For the first time in my life, I notice that my mother is looking old. She’s only in her mid-forties, but she has a look about her as she talks about her blue knit suit that makes me think of parchment in a museum. Her face has a frail look like she’s ninety. She has made a career out of being grateful to her brother for supporting all of us. He pays for our bills and my father’s rehab. I wonder if my mother would look younger if we didn’t rely on my uncle quite so much. That thought makes me feel disloyal, though. My mother has done everything she could for us all.

“Maybe I could fix it for you,” I say with a nod at the suit.

My mother looks at me as though I offered to fly to the moon and get her a hunk of green cheese for her dinner.

“You know I knit,” I remind her.

“Of course,” my mother says. “The group you have with those friends of yours.”

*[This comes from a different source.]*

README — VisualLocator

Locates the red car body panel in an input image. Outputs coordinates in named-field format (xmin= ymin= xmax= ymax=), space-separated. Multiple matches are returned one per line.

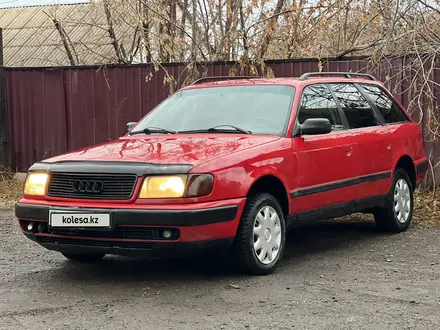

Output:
xmin=15 ymin=78 xmax=427 ymax=254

My mother gives a wave of her hand.

I nod. She never has learned to call us the Sisterhood of the Dropped Stitches. In the past, I’ve wondered if she has a block in her mind about the Sisterhood because it was part of my cancer days. She never liked anything that had to do with my cancer.

“I’m going to invite my Sisterhood friends to the play, too. I know they’d like to meet you and Dad.”

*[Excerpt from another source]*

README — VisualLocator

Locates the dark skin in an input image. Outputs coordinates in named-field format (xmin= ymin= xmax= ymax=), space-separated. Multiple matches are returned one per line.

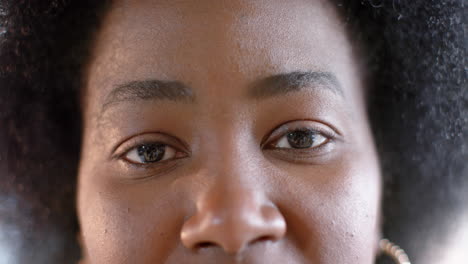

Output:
xmin=78 ymin=0 xmax=381 ymax=264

“Your dad won’t be back by then.”

“Oh.” I can’t remember the exact date when my dad left to go to the rehab place, but I miss him. “He must be still doing good there.”

My dad calls every week or so and talks to my mom. Usually, I’m not home when he calls, but I have managed to talk to him a couple of times and he sounds more sober than he has in years. When I miss the call, my mother tells me what my dad said.

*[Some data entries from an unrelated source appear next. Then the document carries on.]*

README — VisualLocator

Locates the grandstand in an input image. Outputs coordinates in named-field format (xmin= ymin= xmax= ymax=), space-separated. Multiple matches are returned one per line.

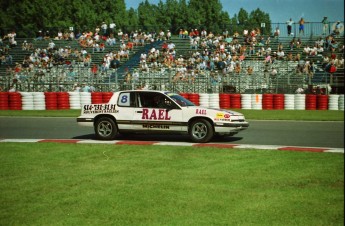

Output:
xmin=0 ymin=27 xmax=344 ymax=94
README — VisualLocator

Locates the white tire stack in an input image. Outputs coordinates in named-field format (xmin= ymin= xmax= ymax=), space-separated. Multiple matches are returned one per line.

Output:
xmin=199 ymin=93 xmax=210 ymax=108
xmin=32 ymin=92 xmax=46 ymax=110
xmin=294 ymin=94 xmax=305 ymax=110
xmin=241 ymin=94 xmax=252 ymax=109
xmin=68 ymin=92 xmax=81 ymax=109
xmin=251 ymin=94 xmax=262 ymax=110
xmin=209 ymin=93 xmax=220 ymax=109
xmin=338 ymin=94 xmax=344 ymax=111
xmin=20 ymin=92 xmax=34 ymax=110
xmin=284 ymin=94 xmax=295 ymax=110
xmin=328 ymin=94 xmax=339 ymax=111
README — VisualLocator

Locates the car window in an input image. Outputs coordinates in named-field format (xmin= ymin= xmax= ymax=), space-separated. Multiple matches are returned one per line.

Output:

“It would be lovely to see your friends,” my mother says, sounding like it would be anything but lovely.

Still, she should meet them. Judging by the look on her face, she might just back out of going. Then she asks me, “Are you going to invite that guy, too?”

“What guy?”

“The one who walked you to the door the other night,” my mother says. “I heard his voice when you were talking.”

Fortunately, I know my mother could hear the sounds of us talking, but there’s no way she could have heard the actual words we said. I’m glad of that.

“I’m not sure Randy can come.”

My mother didn’t press me on it, but it’s all enough to have me sitting up here on the balcony looking for the stars when I should be in bed sleeping. Everything around me feels like it’s going to change or has already changed and I just haven’t noticed until today. My mother isn’t seeing me clearly. Marilee is off talking to God somewhere. Becca, who never falters, is upset about justice.